Ils ne s'attendaient pas exactement à y trouver toute une compagnie montée d'Elfes en armes, leurs bannières brodées claquant au vent et leurs plaques d'armures polies rutilant sous le soleil qui déclinait.

Le frère et la sœur en restèrent bouche bée une bonne minute avant de réaliser que les cavaliers Elfes n'étaient pas les seuls dans la cour. Quelques badauds observaient la scène avec des yeux ronds et, agrippé à sa fourche, le garçon d'écurie surveillait les nouveaux venus d'un air soucieux. Presque toute la famille des aubergistes était sortie assister au spectacle, et le petit Tibo signifiait discrètement à ses deux amis de les rejoindre. Ce qu'ils s'empressèrent de faire, peu désireux de rester seuls face à cette impressionnante troupe armée jusqu'aux dents. Ils contournèrent les hauts chevaux qui mâchonnaient leur mors couvert d'écume et quelques uns des soldats, les remarquant, leur adressèrent des sourires vaguement las. L'un d'entre eux décala sa monture pour leur faciliter le passage, mais la plupart les ignorèrent superbement –pour ceux, du moins, qui ne les observèrent pas avec dédain.

« C'qui se passe ? souffla Adel en arrivant au niveau du garçonnet.

-C'est des Elfes ! crut nécessaire d'indiquer Tibo, l'excitation pointant dans sa voix aigue. »

Adel et Medin échangèrent un regard atterré et ce fut Anya qui se chargea de leur répondre.

« C'est des soldats du roi des Elfes, Gilalad ou quequ'chose comme ça. 'Y cherchent les Elfes d'la semaine passée, vous savez, ceux d'la grange et les autres.

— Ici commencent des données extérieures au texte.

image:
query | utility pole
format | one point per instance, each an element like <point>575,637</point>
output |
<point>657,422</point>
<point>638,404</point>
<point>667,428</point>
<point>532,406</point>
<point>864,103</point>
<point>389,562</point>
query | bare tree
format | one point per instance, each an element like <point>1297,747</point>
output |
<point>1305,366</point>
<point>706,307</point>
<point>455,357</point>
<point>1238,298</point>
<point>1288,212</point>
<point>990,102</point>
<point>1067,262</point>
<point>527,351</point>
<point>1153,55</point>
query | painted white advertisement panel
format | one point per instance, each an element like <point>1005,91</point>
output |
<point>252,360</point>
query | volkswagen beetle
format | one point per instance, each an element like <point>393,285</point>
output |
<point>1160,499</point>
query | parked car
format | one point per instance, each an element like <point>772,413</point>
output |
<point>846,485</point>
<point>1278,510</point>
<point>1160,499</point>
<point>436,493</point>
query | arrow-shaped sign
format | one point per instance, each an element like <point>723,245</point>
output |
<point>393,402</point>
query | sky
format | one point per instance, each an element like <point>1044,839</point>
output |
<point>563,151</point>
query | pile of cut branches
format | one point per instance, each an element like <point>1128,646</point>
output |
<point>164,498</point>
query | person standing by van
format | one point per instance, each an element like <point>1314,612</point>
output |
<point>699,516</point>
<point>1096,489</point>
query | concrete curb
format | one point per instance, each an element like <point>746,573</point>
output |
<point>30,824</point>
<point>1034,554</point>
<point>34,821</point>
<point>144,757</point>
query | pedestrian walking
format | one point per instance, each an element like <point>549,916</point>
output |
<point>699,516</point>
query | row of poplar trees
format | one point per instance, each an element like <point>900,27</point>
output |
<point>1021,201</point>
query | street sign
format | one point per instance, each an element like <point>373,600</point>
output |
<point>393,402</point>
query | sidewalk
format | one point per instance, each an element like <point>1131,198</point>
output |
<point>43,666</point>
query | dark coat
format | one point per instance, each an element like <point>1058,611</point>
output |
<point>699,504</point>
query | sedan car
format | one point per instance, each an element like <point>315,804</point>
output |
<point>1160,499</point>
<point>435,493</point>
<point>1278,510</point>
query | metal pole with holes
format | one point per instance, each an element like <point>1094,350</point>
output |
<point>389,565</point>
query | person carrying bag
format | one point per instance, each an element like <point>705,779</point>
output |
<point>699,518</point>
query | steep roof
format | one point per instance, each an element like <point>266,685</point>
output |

-'Sont d'sus depuis un moment, vu leur état, grommela le garçon d'écurie dans le duvet blond qui peinait à lui tapisser le menton. 'Y vont crever leurs bêtes s'y continuent…

-Ah ouais, se rappela Medin, les Elfes d'la grange ! 'Y m'avaient aidé à rouler l'foin pour faire d'la place.

-Y'avait des petiot aussi. 'Y parlaient tout drôle, j'me souviens, ajouta Adel.

-Elrrross et Elrrronde, précisa Tibo. J'ai dit qu'y z'avaient joué avec moi et qu'on était copains, mais personne m'écoute…

-Shhhh ! fit Liset, impérieuse, et les gamins se turent. »

Un des elfes, doté d'une armure plus ornée de dorures et d'entrelacs que celles de ses semblables et bénéficiant d'un casque garni à foison de plumes jaunes et blanches, mit pied à terre pour s'entretenir avec l'aubergiste. Ce devait être un personnage important pour les siens, et il posait ses questions avec autorité.

« Pour sûr qu'il était grand, c'rouquin, balbutiait en réponse un Mohor quelque peu décontenancé. Même qu'il a dû s'baisser pour passer la porte, le gaillard, et 'voyez comme elle est haute ! J'saurais pas vous dire si l'autre était mén'strel, par contre, mais 'y avait une voix comme j'en ai jamais connu d'pareille.

-Leur blason, une étoile à huit branches ? s'enquit l'Elfe au casque emplumé, péremptoire. »

Mohor s'accorda une seconde de réflexion.

« 'Y z'avaient des étoiles partout sur leurs vêtements, mais d'là à compter les branches… J'avais autre chose à faire, 'pensez donc. Mais l'rouquin, 'y lui manquait une main, si ç'peut vous aider. Sa main d'épée, j'ai pas perdu ça. »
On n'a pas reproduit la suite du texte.